Uma semana depois de o presidente do Supremo Tribunal Federal (STF), ministro Gilmar Mendes, ter cobrado do Ministério Público a investigação de repasses do governo federal para o MST, o procurador-geral da República, Antonio Fernando de Souza, reagiu, com críticas indiretas ao ministro. "O conflito agrário é algo complexo que não se resolve em uma conversa ou afirmação", comentou. Souza deixou claro que as procuradorias estaduais estão encarregadas das investigações e fez mais uma crítica velada a Mendes: "O MP já está trabalhando nisto há muito tempo, sem estardalhaço".
Mesmo criticando Mendes, o procurador buscou manter o tom polido. "Eu não faço juízo de quem fala e do que fala, cada autoridade age como quer agir; mas tenho a responsabilidade de só falar aquilo que eu posso provar", disse. "O que eu falo, eu assino embaixo", reforçou.
Antonio Fernando disse que os repasses de verbas para o MST são investigadas em pelo menos quatro estados: São Paulo (Presidente Prudente), Alagoas, Goiás e Pernambuco. Disse também que o trabalho dos procuradores não está centrado apenas nas invasões de terras, mas na defesa do patrimônio público e nos atos de violência contra os trabalhadores rurais. "Não podemos tomar partido de A, B ou C".
O procurador reconheceu que as declarações do presidente do STF, Gilmar Mendes, podem estar limitadas aos episódios ocorridos há dez dias - as invasões em Pernambuco e no Pontal do Paranapanema (SP), que resultaram na morte de quatro seguranças. "Sobre estes procedimentos recentes, possivelmente ainda não existam investigações em curso".
A assessoria da Procuradoria da República em Alagoas distribuiu material apontando que existem onze procedimentos administrativos de investigação envolvendo os movimentos agrários no Estado. Além disso, existem cinco ações de reintegração de posse e 15 inquéritos e ações criminais sobre depredações de prédios públicos, desobediência à ordem judicial de desocupação, vandalismos e furtos atribuídos aos integrantes do MST e do MTL. Em Pernambuco, existem dois processos criminais e quatro processos administrativos envolvendo questões agrárias.

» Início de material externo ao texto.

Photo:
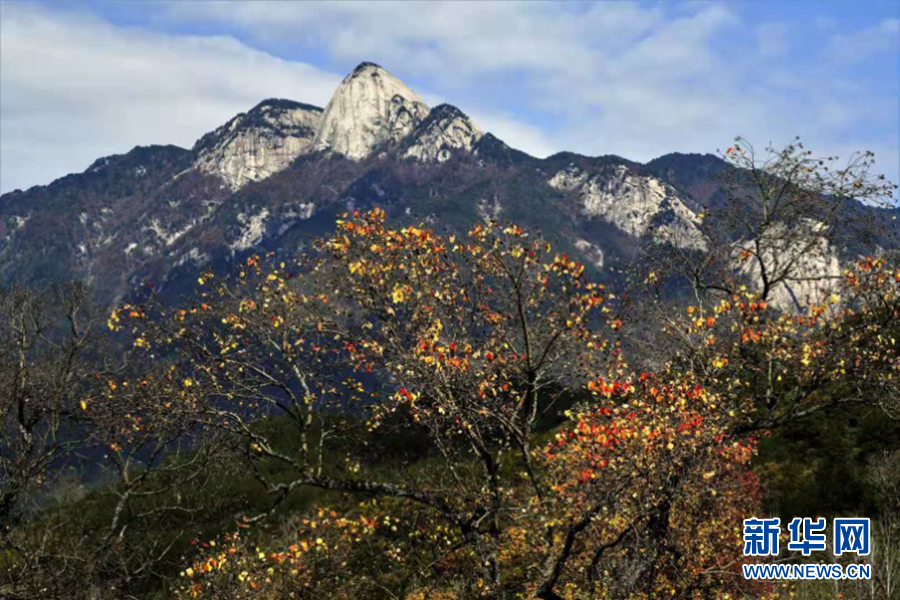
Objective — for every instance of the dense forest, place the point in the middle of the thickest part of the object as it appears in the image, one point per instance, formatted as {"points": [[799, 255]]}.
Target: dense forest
{"points": [[398, 411]]}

Souza afirmou que os novos procuradores se conscientizaram de que não vale a pena fazer estardalhaço com as próprias atuações. "Nós não anunciamos o que vamos fazer, nós fazemos". No passado recente, o Ministério Público foi bastante criticado por antecipar ações e muitas vezes, gerar expectativas na opinião pública e na imprensa que acabam não se concretizando. "Estamos em um momento de amadurecimento institucional. Não é que o Ministério Público deva ficar longe da imprensa, é que esta relação deve acontecer com base em resultados".
As declarações de Gilmar Mendes geraram reações também no Executivo. Ministros afirmaram que havia juízes demais se pronunciando fora dos autos. Antonio Fernando foi mais diplomático. "O Estado brasileiro seria muito melhor se as autoridades se limitassem a exercer suas próprias atribuições".
O procurador também divergiu de outra opinião do ministro Gilmar Mendes, de que o Brasil vive um estado policialesco. O presidente do STF manifestou este argumento durante os desdobramentos da Operação Satiagraha, que colocou em polos opostos o Supremo e o Executivo. "Se nós podemos conversar, exercer nossos direitos, estamos longe de um estado policial", comentou. "Se há um caso assim, tem que ser tratado como tal, e não achar que há uma contaminação do sistema estatal".
O procurador minimizou a disseminação de escutas telefônicas, argumentando que a divergência nos números de interceptações telefônicas em curso no país demonstra que o caso não é tão grave assim. "Temos de partir do princípio de que as escutas autorizadas por juízes são legais".